The surname of famous NFL quarterback John Elway, it signifies a career filled with excellence, capped off with a Super Bowl win with the Denver Broncos.
However, his father was just as important to the development of the game, even if it has not been publicized as much.
Known by his friends as Jack Elway, John Elway Sr. contributed to the development of the spread offense, a stroke of genius which played a big role in making his career a successful one.
In this article, we will cast attention that this man richly deserves, even if posthumously.
Growing up in the small town of Hoquiam, Washington, Jack became well known for being the star quarterback of his high school football team.
Heading to Washington State University on an athletic scholarship, his dreams for a professional career were quickly dashed, as he suffered a severe knee injury in his freshmen year.
With this chapter of his life brought to a sudden close, he focused on his studies, graduating with a Bachelor’s and a Master’s degree.
Getting into coaching
Unlike athletes who move onto boring careers after their playing days, Jack Elway found another way to stay involved with the game – coaching.
Moving to Port Angeles on the Olympic Peninsula after college, Jack taught high school and coached their football team starting in 1953.
Serving in the position until 1961, he guided the squad to five straight titles, an achievement which began his record of excellence in football.

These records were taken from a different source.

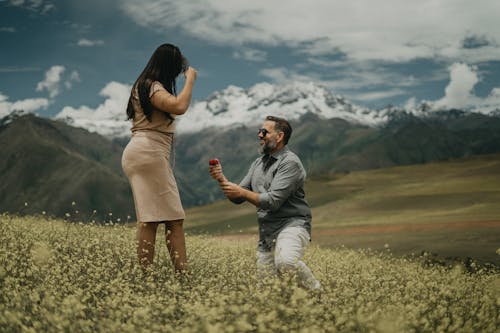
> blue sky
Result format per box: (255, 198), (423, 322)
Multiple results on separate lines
(0, 0), (500, 116)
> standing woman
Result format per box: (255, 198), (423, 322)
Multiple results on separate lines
(122, 44), (196, 272)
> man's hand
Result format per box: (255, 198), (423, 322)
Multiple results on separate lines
(220, 180), (244, 199)
(209, 159), (227, 183)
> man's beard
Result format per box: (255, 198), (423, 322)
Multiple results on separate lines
(259, 139), (278, 155)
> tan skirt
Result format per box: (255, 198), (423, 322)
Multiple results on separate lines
(122, 131), (185, 222)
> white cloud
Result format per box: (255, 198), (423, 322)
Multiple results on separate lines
(0, 92), (50, 118)
(436, 63), (479, 108)
(55, 81), (132, 136)
(121, 0), (500, 63)
(36, 65), (81, 98)
(431, 63), (500, 112)
(349, 88), (406, 101)
(233, 49), (267, 62)
(76, 38), (104, 47)
(7, 0), (56, 14)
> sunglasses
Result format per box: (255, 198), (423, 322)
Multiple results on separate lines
(257, 128), (269, 136)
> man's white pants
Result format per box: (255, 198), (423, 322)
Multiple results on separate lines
(257, 227), (321, 290)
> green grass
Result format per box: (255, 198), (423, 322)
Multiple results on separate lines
(0, 215), (500, 333)
(186, 154), (500, 264)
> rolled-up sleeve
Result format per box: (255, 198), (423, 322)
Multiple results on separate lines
(259, 160), (305, 211)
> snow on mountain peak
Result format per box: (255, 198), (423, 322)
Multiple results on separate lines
(177, 82), (374, 133)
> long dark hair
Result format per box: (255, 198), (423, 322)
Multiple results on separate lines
(127, 44), (187, 121)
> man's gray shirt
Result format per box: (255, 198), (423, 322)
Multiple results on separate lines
(232, 146), (311, 251)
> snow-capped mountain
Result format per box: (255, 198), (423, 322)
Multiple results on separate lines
(177, 82), (376, 132)
(25, 82), (498, 137)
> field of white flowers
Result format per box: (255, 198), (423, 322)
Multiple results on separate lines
(0, 215), (500, 333)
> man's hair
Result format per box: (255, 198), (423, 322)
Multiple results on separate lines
(266, 116), (292, 145)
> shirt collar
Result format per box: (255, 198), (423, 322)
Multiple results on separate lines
(262, 146), (289, 164)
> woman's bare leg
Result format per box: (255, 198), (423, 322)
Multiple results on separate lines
(165, 220), (188, 272)
(137, 222), (159, 269)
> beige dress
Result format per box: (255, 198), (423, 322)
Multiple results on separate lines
(122, 82), (185, 222)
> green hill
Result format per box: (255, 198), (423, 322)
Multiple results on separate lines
(0, 115), (134, 221)
(186, 154), (500, 264)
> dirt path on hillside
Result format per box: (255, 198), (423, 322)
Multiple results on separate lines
(316, 220), (500, 236)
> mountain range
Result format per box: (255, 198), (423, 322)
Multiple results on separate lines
(0, 83), (500, 221)
(55, 82), (500, 138)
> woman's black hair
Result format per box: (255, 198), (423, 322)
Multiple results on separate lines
(127, 44), (187, 121)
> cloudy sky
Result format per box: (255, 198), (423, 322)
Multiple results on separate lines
(0, 0), (500, 116)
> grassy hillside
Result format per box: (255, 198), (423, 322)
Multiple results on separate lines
(0, 215), (500, 333)
(186, 154), (500, 264)
(0, 115), (134, 221)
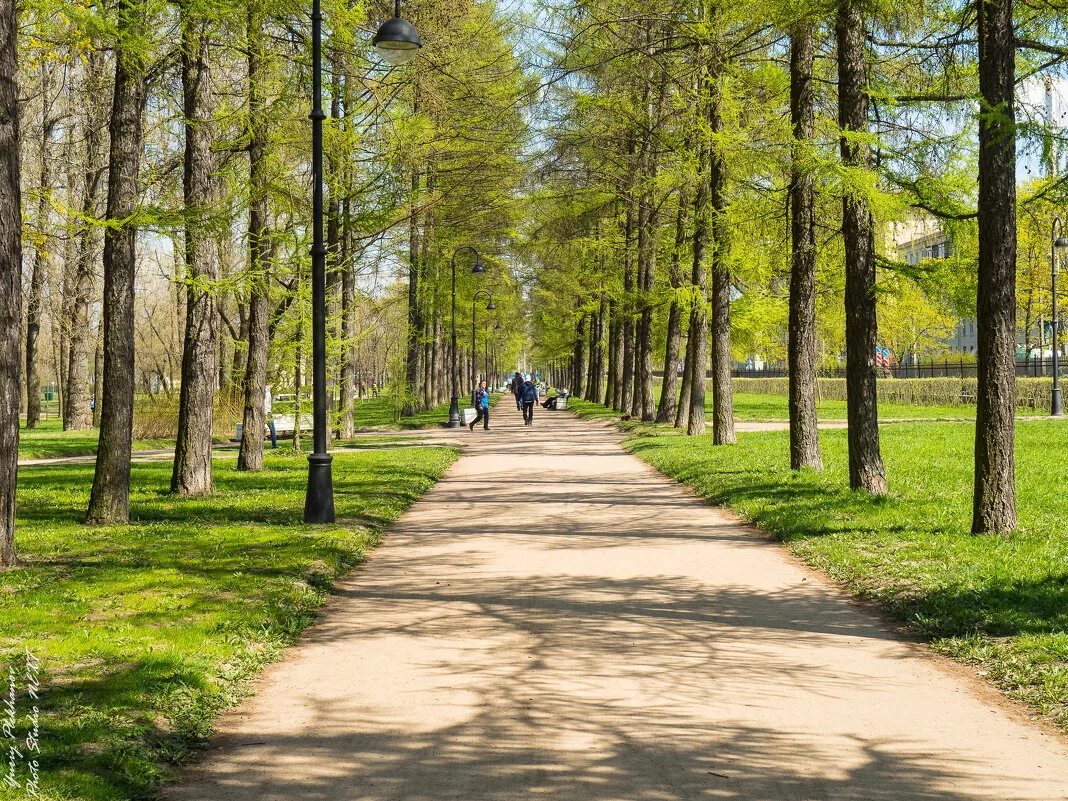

Jack quickly moved up through the ranks, serving a five year stint as the coach of Grays Harbor College, after which he was hired as an assistant coach at the University of Montana.
At this post, he served under the tutelage of his old high school coach, Jack Swarthout. After five years in Missoula, he moved around to other schools, serving as an assistant at his alma mater Washington State from 1971 to 1975, and then at the University of Idaho for five weeks in 1976.
Jack’s big break
After his brief tenure in Moscow, Idaho, Jack Elway moved to California to take on his first head coaching job in college ball.
Heading up the staff at Cal State Northridge starting in March 1976, he stuck with the team for three seasons before making his first move to a Division I school at San Jose State in 1979.
Four seasons later, he moved on to Stanford, his highest profile post and his last in NCAA college football.
After the 1988 season, he went overseas to spread the game of American football to Europe by becoming the head coach of the Frankfurt Galaxy for two seasons starting in 1991.
After retiring from coaching, Jack Elway accepted a front office job in the NFL, serving as the director of pro scouting for the Denver Broncos from 1992 to 1999.
His abrupt end
Two years into his retirement, Jack Elway succumbed to a heart attack at his home in Palm Springs, California. He was 69 years old.